La prima promozione nella massima categoria – racconta Giorgio Barbieri su La Gazzetta dello Sport – fu un vero e proprio miracolo targato Emiliano Mondonico. L’allenatore cremonese, cresciuto nel vivaio e per molti anni il beniamino del popolo grigiorosso in campo, riuscì a conquistare il terzo posto dietro ad Atalanta e Como. In quella squadra giocò per l’ultima volta “Topolino” (per i capelli lunghi e ricci) Vialli, autore di dieci gol in campionato.

L’anno dopo il presidente Domenico Luzzara cedette l’attaccante all’amico Mantovani alla Sampdoria in cambio del fantastista Alviero Chiorri, che diventerà (e lo è ancora) l’idolo della tifoseria. Sarà un affare per la Cremonese e per lo stesso giocatore. Una stagione tribolata (arrivarono i primi stranieri, il polacco Zmuda e il brasiliano Juary) che si concluderà con la retrocessione.

Alviero Chiorri a Cremona

Altri cinque campionati di serie B e poi di nuovo promozione nel 1989 con Bruno Mazzia in panchina. Decisivo lo spareggio di Pescara contro la Reggina vinto ai calci di rigore.

L’ultimo fu segnato da Attilio Lombardo, un altro giocatore che poi spiccherà il volo verso la Sampdoria. Ma fu ancora retrocessione.

Ugo Tognazzi e il “presidentissimo” Domenico Luzzara

Nel 1990 in serie B la società chiamò Tarcisio Burgnich alla guida della squadra ma a metà campionato, con una classifica non soddisfacente all’allora direttore sportivo Erminio Favalli venne in mente di andare a trovare a casa a Mantova Gustavo Giagnoni, fermo ormai da parecchi anni, offrendogli solo un rimborso spese. Il tecnico con il colbacco riportò la squadra in serie A, anche stavolta però solo per un anno.

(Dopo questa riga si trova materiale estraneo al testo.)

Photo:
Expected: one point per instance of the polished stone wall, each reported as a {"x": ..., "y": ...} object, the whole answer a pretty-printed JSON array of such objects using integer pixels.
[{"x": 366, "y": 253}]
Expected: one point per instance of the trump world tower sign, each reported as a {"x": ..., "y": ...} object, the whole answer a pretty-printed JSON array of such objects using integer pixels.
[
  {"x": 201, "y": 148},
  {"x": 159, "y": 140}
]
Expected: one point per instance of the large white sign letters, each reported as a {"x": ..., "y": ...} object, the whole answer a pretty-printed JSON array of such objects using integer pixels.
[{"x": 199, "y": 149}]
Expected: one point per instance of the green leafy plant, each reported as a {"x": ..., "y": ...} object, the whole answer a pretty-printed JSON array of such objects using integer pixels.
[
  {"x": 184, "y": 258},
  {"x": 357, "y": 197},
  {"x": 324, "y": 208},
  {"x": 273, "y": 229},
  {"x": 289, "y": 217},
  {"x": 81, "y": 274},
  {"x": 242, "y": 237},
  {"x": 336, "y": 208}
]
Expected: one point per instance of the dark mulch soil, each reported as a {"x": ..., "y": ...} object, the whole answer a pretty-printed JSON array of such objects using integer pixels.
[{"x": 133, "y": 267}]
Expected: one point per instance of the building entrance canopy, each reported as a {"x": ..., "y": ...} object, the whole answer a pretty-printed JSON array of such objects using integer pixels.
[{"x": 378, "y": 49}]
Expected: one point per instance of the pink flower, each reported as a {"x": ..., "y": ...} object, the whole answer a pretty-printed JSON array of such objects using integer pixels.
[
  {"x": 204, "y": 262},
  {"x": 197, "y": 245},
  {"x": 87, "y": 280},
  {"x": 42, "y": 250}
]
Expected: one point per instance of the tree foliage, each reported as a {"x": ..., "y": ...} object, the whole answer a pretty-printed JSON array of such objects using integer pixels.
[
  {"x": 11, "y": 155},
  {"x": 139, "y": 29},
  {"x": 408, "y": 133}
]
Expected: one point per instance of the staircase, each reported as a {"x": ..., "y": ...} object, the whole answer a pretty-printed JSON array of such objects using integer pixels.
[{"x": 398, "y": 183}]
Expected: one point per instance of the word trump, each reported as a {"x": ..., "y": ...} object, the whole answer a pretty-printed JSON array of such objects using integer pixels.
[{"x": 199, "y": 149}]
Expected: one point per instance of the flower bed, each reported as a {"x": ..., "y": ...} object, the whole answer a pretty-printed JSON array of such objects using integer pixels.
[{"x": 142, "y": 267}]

Gustavo Giagnoni portato in trionfo allo “Zini” di Cremona

Nel 1992 ha inizio la leggenda grigiorossa con Gigi Simoni in panchina. Il tecnico bolognese quell’anno vincerà il campionato di serie B (con record di 8 vittorie consecutive) e porterà a casa il Trofeo Anglo-Italiano con una incredibile vittoria sul vecchio campo londinese di Wembley (3-1) contro il Derby County. Simoni riuscirà a tenere la squadra in serie A per tre stagioni consecutive, permettendosi il lusso di battere formazioni big come Milan, Napoli e Lazio. In quella squadra giocarono Chiesa, Rampulla, l’argentino Dezotti e molti altri che poi diventarono importanti.

La società cremonese allora era una famiglia, a livello nazionale veniva definita “pane e salame” perché le decisioni si prendevano con i piedi sotto il tavolo davanti ad una trippa fumante e ad un bicchiere di vino rosso frizzante.

Gigi Simoni: fece sognare la Cremonese

A Cremona si festeggiavano allo stesso modo promozioni e retrocessioni. Alle feste era sempre presente Ugo Tognazzi, cremonese e amico del presidente Luzzara. La crisi economica arrivò nel 2002, quando Luzzara fu costretto a cedere all’allora vicepresidente Triboldi. La squadra riuscì a fare due promozioni consecutive dalla C2 alla B, ma poi ricominciarono le sofferenze. Nel 2007, dopo una lunga trattativa, il cavaliere Giovanni Arvedi, cremonese, una potenza nel mondo dell’acciaio internazionale, acquistò la società e rilanciò il calcio a Cremona. Mise a posto lo stadio Zini, realizzò un centro sportivo che ha pochi eguali anche in serie A, mise denaro fresco nelle casse. Ci vollero tanti anni, sino al 2017, per tornare in serie B.

L’attuale presidente Giovanni Arvedi, festeggia il ritorno della “Cremo” in A

Adesso, dopo cinque stagioni fra i cadetti, il sogno si è di nuovo realizzato per la società nata nel 1903, mai fallita nella sua lunga storia. Chissà che la leggenda non possa ripetersi.